I've been playing this college game for a while now. I am on the latter-half of things, now with fewer semesters between me and graduation than the semesters I have behind me. I've been taking the real-deal classes now (no more prerequisites) and I started feeling like I really know what I'm doing here. I know how to study and test and do homework and I am far enough into my program that I'm pretty familiar with whatever they will throw at me.
Or so I thought.
Turns out, this semester has been full of surprises. And not the kinds of surprises I was even expecting. (...That's what makes them surprises.)
I cannot even count the number of times I have used the word "inept" or "ineptitude" to describe my new-found feelings for this term.
The first is from a course I am taking as part of my general education. I like being well-rounded and well-read, so I like the idea of general education. Narrowing choices down as to which upper-level psychology or philosophy or Spanish class I could take was a difficult choice. This semester, I ended up in a sociology class, which I figured would be a welcome change from all the calculations and formulas I'm usually dealing with. I had taken a demographic sociology course before and felt decent that I had retained the most important concepts, so this class couldn't be too surprising, while still allowing me to stretch my limits and expand a little into another subject.
Turns out there is no end to the number of sociological things that I do not know, or even have the slightest idea about.
So I get to read.
This phenomena of ineptitude could be expected when you take a class so unrelated to your chosen field of study. But it has also started happening in my engineering classes.
Some of the concepts and material we learned as freshmen and then never spoke of again have miraculously resurfaced. And they are in every single class. After three or four years. Gaaahhhh. The sudden realization that I in fact, do need to remember all of my past education is a little bit alarming because my brain has been trying not to be a pack rat and get rid of some of the unused stuff up there.
I really hope we kept it instead of donating it to Goodwill.
I thought I was so good at this. I have never felt so inept at school before.
But this feeling of ineptitude, unqualification, and belittlement is not inherently a bad thing, albeit uncomfortable. It's probably one of the biggest learning opportunities I'll have all year.
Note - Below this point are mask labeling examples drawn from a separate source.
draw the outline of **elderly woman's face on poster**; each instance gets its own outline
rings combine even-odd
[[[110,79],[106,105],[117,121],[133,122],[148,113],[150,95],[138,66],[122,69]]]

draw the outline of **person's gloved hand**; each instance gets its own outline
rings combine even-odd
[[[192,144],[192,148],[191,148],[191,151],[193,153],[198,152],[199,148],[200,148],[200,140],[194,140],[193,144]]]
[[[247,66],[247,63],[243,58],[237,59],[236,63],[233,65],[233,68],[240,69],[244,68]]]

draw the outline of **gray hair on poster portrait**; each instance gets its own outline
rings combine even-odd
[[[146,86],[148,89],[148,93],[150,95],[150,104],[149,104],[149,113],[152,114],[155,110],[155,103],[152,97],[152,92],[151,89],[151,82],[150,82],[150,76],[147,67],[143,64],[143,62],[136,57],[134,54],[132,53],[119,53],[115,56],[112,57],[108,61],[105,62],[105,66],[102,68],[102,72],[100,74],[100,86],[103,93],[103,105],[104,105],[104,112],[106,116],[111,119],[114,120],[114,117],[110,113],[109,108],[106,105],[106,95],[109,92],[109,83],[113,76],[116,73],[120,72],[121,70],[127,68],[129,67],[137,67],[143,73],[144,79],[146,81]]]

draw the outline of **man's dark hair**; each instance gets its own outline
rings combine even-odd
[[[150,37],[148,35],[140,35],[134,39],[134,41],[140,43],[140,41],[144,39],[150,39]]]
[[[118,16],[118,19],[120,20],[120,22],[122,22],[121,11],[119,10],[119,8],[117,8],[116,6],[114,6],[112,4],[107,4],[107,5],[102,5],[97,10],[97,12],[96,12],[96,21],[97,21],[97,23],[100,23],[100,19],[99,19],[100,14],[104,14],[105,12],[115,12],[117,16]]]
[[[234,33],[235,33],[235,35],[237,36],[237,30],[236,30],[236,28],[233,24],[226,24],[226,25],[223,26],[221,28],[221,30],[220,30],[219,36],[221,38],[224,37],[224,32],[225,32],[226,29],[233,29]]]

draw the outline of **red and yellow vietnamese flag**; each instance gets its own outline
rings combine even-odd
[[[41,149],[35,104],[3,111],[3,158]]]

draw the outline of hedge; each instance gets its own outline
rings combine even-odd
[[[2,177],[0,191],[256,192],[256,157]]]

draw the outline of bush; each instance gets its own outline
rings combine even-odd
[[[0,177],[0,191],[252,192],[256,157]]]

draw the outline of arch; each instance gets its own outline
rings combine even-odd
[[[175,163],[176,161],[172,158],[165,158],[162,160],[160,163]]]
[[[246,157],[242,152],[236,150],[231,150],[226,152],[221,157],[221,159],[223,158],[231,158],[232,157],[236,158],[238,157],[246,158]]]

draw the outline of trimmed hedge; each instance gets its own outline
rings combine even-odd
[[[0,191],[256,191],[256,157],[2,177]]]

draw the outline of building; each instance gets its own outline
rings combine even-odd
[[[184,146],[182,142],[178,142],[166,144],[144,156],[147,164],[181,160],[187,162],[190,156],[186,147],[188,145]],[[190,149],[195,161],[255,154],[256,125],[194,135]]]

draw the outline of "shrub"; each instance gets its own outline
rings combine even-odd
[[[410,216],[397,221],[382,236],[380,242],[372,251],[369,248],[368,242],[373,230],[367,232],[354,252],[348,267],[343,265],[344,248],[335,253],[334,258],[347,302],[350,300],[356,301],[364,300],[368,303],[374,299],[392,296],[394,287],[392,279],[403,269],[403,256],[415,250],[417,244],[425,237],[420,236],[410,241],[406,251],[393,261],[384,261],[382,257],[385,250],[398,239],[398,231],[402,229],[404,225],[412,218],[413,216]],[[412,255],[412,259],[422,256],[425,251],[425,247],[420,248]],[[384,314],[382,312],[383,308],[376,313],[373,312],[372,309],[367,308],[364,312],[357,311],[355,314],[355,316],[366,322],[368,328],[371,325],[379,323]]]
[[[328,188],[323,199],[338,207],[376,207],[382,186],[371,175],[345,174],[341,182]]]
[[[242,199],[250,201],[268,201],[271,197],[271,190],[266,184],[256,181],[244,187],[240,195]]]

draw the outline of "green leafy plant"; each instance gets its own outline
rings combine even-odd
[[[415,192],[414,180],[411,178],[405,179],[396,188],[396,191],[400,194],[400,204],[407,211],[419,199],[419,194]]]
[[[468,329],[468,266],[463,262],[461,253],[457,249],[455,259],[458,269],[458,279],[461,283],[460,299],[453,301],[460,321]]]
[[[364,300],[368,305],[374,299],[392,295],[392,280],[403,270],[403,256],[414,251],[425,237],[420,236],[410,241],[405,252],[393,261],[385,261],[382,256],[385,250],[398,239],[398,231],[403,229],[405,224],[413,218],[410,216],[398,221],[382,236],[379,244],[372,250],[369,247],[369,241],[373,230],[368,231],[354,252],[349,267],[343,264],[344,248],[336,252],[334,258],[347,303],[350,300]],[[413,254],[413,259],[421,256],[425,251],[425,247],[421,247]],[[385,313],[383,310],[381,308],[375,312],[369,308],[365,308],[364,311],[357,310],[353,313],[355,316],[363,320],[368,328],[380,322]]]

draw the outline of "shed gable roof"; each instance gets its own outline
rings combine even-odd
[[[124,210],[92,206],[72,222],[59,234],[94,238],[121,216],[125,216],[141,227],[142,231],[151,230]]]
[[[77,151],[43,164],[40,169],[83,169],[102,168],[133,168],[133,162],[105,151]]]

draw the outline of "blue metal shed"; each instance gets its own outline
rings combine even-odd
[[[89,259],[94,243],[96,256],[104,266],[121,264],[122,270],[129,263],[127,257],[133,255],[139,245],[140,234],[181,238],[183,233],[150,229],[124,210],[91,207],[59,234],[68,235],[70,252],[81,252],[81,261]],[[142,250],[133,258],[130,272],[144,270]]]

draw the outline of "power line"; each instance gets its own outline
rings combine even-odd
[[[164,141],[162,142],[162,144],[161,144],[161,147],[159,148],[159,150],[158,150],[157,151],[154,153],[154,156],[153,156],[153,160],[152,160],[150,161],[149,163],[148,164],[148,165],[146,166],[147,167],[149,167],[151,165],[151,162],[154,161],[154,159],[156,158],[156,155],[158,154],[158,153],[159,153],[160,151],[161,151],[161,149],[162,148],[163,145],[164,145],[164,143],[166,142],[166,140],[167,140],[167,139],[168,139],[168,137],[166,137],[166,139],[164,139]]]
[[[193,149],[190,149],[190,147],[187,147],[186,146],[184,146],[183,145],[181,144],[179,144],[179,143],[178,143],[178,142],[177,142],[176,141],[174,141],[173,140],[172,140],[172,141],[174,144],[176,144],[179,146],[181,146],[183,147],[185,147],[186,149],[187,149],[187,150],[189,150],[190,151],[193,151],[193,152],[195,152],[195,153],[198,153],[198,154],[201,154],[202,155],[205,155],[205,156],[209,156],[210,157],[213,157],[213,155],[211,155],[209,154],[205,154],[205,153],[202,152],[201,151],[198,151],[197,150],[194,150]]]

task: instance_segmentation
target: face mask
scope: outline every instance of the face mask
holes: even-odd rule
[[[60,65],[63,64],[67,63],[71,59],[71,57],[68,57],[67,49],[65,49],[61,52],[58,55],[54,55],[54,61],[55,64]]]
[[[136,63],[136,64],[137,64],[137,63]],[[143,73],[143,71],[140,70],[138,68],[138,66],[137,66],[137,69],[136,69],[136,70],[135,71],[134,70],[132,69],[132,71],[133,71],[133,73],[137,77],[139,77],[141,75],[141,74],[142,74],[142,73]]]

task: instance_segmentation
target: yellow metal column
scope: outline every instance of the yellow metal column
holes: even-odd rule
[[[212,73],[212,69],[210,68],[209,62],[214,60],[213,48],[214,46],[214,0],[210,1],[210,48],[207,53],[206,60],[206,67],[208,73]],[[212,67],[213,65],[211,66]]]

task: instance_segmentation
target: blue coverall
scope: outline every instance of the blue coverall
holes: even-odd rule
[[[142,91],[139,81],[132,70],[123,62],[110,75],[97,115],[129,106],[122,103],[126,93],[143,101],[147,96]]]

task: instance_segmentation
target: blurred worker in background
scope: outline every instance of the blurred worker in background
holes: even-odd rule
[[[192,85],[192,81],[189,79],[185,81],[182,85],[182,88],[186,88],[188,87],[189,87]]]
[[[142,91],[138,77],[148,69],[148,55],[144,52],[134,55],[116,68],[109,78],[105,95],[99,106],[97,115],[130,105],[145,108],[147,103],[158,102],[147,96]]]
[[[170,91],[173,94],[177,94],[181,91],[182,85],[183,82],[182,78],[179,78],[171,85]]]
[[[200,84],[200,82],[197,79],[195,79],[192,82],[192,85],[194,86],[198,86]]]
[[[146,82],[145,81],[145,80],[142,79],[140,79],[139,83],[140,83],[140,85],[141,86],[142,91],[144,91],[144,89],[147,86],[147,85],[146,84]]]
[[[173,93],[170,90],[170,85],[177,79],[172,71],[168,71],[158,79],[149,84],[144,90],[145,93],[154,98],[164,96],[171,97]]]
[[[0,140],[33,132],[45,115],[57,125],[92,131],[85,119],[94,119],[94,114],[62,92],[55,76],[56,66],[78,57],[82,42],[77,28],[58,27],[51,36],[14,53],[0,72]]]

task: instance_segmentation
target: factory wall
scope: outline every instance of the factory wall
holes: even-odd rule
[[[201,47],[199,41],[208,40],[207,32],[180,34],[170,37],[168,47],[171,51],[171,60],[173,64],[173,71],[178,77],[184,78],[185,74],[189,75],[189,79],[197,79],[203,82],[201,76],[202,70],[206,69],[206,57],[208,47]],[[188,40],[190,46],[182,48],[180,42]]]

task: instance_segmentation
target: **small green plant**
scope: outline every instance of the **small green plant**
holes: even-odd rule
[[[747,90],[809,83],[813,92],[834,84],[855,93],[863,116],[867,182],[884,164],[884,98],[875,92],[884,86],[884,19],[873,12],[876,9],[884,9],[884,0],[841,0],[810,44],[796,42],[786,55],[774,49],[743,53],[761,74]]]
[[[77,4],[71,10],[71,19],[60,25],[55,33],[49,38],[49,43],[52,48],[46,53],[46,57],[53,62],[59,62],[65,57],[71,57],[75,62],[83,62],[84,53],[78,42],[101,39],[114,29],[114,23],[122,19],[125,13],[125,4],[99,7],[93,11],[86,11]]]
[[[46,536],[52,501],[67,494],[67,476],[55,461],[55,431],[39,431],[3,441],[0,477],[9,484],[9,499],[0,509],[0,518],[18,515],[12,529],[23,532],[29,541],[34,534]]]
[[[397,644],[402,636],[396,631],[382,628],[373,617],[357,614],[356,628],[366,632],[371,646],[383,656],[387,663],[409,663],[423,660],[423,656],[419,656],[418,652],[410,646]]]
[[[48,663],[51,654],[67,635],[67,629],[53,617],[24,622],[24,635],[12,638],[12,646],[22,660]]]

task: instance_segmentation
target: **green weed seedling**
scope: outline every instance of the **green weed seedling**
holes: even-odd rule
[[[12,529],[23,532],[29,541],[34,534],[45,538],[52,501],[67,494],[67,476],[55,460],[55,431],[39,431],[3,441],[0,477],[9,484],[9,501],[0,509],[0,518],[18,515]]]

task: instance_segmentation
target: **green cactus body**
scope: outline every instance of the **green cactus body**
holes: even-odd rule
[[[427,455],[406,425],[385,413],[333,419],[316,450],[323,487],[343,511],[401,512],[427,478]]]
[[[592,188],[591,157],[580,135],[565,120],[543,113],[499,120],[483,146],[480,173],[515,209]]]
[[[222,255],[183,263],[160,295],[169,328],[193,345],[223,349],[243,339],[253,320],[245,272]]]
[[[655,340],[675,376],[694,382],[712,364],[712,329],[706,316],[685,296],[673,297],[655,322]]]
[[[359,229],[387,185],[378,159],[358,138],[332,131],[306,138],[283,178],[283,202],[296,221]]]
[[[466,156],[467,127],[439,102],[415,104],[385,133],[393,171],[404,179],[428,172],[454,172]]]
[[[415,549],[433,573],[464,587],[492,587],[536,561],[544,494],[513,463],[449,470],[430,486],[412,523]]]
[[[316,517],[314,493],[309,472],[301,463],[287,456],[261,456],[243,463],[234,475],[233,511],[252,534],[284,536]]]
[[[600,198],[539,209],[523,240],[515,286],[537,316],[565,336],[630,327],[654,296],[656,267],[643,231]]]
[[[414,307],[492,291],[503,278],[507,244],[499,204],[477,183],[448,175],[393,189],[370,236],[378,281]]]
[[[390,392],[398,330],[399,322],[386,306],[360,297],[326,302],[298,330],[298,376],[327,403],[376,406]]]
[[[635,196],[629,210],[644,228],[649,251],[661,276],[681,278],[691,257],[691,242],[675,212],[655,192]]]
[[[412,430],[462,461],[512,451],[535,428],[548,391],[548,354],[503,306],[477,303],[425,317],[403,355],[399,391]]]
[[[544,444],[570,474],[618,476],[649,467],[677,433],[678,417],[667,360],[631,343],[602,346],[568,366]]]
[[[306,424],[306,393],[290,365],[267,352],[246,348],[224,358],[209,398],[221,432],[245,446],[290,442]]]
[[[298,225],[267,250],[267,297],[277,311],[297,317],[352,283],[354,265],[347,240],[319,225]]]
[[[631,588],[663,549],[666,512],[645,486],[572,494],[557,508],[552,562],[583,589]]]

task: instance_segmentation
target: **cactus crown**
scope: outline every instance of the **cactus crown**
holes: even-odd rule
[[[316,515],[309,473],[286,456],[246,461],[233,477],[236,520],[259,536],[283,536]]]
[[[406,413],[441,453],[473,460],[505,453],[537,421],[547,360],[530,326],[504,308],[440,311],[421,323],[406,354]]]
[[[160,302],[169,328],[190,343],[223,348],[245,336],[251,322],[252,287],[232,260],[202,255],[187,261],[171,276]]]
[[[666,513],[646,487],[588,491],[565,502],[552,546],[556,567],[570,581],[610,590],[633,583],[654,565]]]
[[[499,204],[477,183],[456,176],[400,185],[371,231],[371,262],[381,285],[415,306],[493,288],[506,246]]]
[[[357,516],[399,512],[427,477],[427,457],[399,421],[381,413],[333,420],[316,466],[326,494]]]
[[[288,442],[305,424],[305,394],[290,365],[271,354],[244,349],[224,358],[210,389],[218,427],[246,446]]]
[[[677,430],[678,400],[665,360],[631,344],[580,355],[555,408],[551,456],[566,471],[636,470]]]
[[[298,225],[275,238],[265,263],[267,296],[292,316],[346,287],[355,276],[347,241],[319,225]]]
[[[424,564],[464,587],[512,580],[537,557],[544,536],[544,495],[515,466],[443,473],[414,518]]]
Not only to learn about the electronics I have forgotten and the ins and outs of sociology, but also to learn about myself and how to do things such as handle stress, read my eyes out, study way too many subjects at once, and hopefully figure out a more specific direction for what I am even planning to do with all of this.
Other aspects of myself that I hope to learn about include:
- how I can actually make a difference in the world,
- why specializing in something and knowing way too much about it (for example, the many failure modes of steel) is worthwhile,
- what my priorities are,
- what I can an cannot live without, and
- how to simultaneously kick butt at school while not becoming a homework-doing robot, void of fun or emotion.
Something valuable happens when education belittles you and you realize just how big the world is. Having your eyes opened to the vastness of how much you really don't know is a beautiful experience in a way. The funny thing is that as we find more answers, those answers spark new questions. As the expanse of knowledge we have--both as a collective community of humans, but also as individual minds--continues to grow, somehow the realm of what is beyond our knowledge, and therefore what is possible to be discovered and achieved, expands as well.